Exhibit 5.1
[Letterhead of Wachtell, Lipton, Rosen & Katz]
October 26, 2020
Guild Holdings Company
5887 Copley Drive
San Diego, California 92111
Re: Registration Statement on Form S-8
Ladies and Gentlemen:
We have acted as special counsel to Guild Holdings Company, a Delaware corporation (the Company), in connection with the Registration Statement on Form S-8 (the Registration Statement, which term does not include any other document or agreement whether or not specifically referred to therein or attached as an exhibit or schedule thereto), under the Securities Act of 1933, as amended (the Securities Act), relating to the issuance by the Company of up to 5,500,000 shares of Class A common stock, par value $0.01 per share, of the Company (the Shares) which may be issued pursuant to the Guild Holdings Company 2020 Omnibus Incentive Plan (the Plan).
In our capacity as special counsel to the Company and in connection with the opinion set forth herein, we have examined the originals, or duplicates or certified or conformed copies, of such corporate records, agreements, documents and other instruments, including the certificate of incorporation and bylaws of the Company, in each case, as amended through the date hereof, and have made such other investigations as we have deemed relevant and necessary in connection with the opinion set forth below. As to questions of fact material to this opinion, we have relied upon oral and written representations of officers and representatives of the Company and certificates or comparable documents of public officials and of officers and representatives of the Company.
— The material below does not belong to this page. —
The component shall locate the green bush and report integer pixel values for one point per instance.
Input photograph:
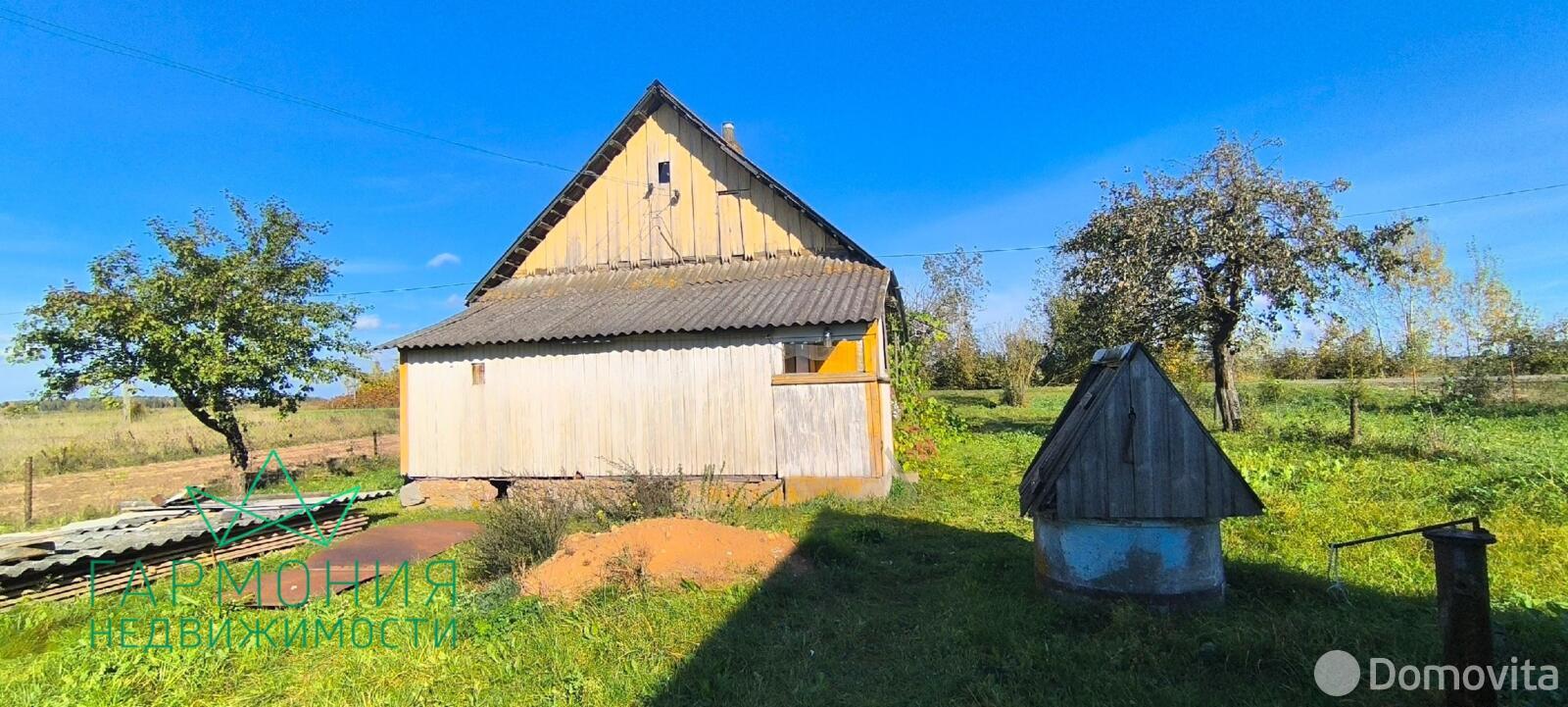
(517, 533)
In making such examination and rendering the opinion set forth below, we have assumed without verification the genuineness of all signatures, the authenticity of all documents submitted to us as originals, the conformity to originals of all documents submitted to us as copies, and the legal capacity of all individuals executing any of the foregoing documents.
In rendering the opinion set forth below, we have also assumed that the Shares, when issued, will be duly authenticated by the transfer agent and registrar for the Shares and that the certificates, if any, evidencing the Shares to be issued will be manually signed by one of the authorized officers of the transfer agent and registrar for the Shares and registered by such transfer agent and registrar and will conform to the specimen certificate examined by us evidencing the Shares.
Based upon the foregoing, and subject to the qualifications, assumptions and limitations stated herein, we are of the opinion that when the Shares have been issued in accordance with the provisions of the Plan, the Shares will be validly issued, duly authorized, fully paid and nonassessable.
We are members of the bar of the State of New York, and we do not express any opinion herein concerning any law other than the Delaware General Corporation Law (including the statutory provisions, all applicable provisions of the Delaware Constitution and reported judicial decisions interpreting the foregoing). This opinion letter is being furnished solely in connection with the offer, sale and issuance of the Shares and may not be used, quoted, relied upon or otherwise referred to for any other purpose without our prior written consent.
We hereby consent to the filing of this opinion letter as Exhibit 5.1 to the Registration Statement. In giving such consent, we do not hereby admit that we are in the category of persons whose consent is required under Section 7 of the Securities Act.